Grâce au développement des sciences biochimiques, il est devenu réalisable de séquencer l’ADN et de déterminer la fonction d’un gène. Imaginez : vous séquencez un génome responsable de la résistance à une maladie, à un pesticide, à un insecte ou un génome responsable de la couleur ou du goût et vous l’introduisez dans une variété de semences. Vous pouvez alors breveter cette variété sur base des spécificités du génome introduit. Cette séquence ADN vous appartient alors et tout organisme présentant la même séquence vous appartient également (avec une marge d’erreur de l’ordre des 30%) même si elle est retrouvée dans une toute autre variété que celle pour laquelle vous aviez déposé le brevet à la base.

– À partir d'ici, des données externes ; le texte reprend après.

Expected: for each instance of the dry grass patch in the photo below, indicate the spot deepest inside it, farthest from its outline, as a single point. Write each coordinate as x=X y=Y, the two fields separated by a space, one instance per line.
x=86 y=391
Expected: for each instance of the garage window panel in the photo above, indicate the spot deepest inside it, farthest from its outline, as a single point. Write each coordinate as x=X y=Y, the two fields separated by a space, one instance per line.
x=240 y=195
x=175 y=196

Le brevet est une vraie aubaine pour les compagnies car il permet de sécuriser toute la chaine de vente. Bien sûr les campagnes de lobbying ne parlent jamais de l’aspect pécuniaire , elles préfèrent mettre en avant le progrès humain, la sécurité alimentaire, l’abondance, … mais dans les faits, la mainmise des compagnies sur le vivant engendre une érosion de la biodiversité et emprisonne les agriculteurs dans un étau très particulier : en amont ils devraient acheter chaque année leurs semences auprès des compagnies et leur payer les royalties associées sans plus jamais avoir la possibilité de récupérer les semences dans les champs et en aval, ils devraient débourser pour les pesticides, fongicides, engrais, … absolument nécessaires aux semences OGM. Tout cela a un double coût, financier et environnemental car tous les produits vaporisés dans les champs s’infiltrent dans le sol, le rendant de moins en moins fertile et vont se déverser dans les nappes phréatiques, contaminant l’eau qui sera bue par la population.

Ironiquement ce modèle est soutenu par une partie des citoyens, trop contents d’économiser au super marché ce qu’ils dépenseront plus tard chez le docteur.

Dans la région de l’univers que je crée, les brevets sur le vivant et les OGM sont toujours interdits. Mais une autre région plus à l’ouest les a déjà mis en pratique et notre région est en train de discuter de la possibilité de revoir sa législation pour fusionner les COV et les brevets et permettre la commercialisation des produits issus des nouvelles techniques OGM sans qu’il soit indiqué qu’ils en font partie. Ces nouveaux OGM présentent les mêmes problèmes que les anciens mais ils sont appelés différemment (New Breeding Technology) et c’est suffisant pour faire entrer le cheval au cœur de la cité de Troie.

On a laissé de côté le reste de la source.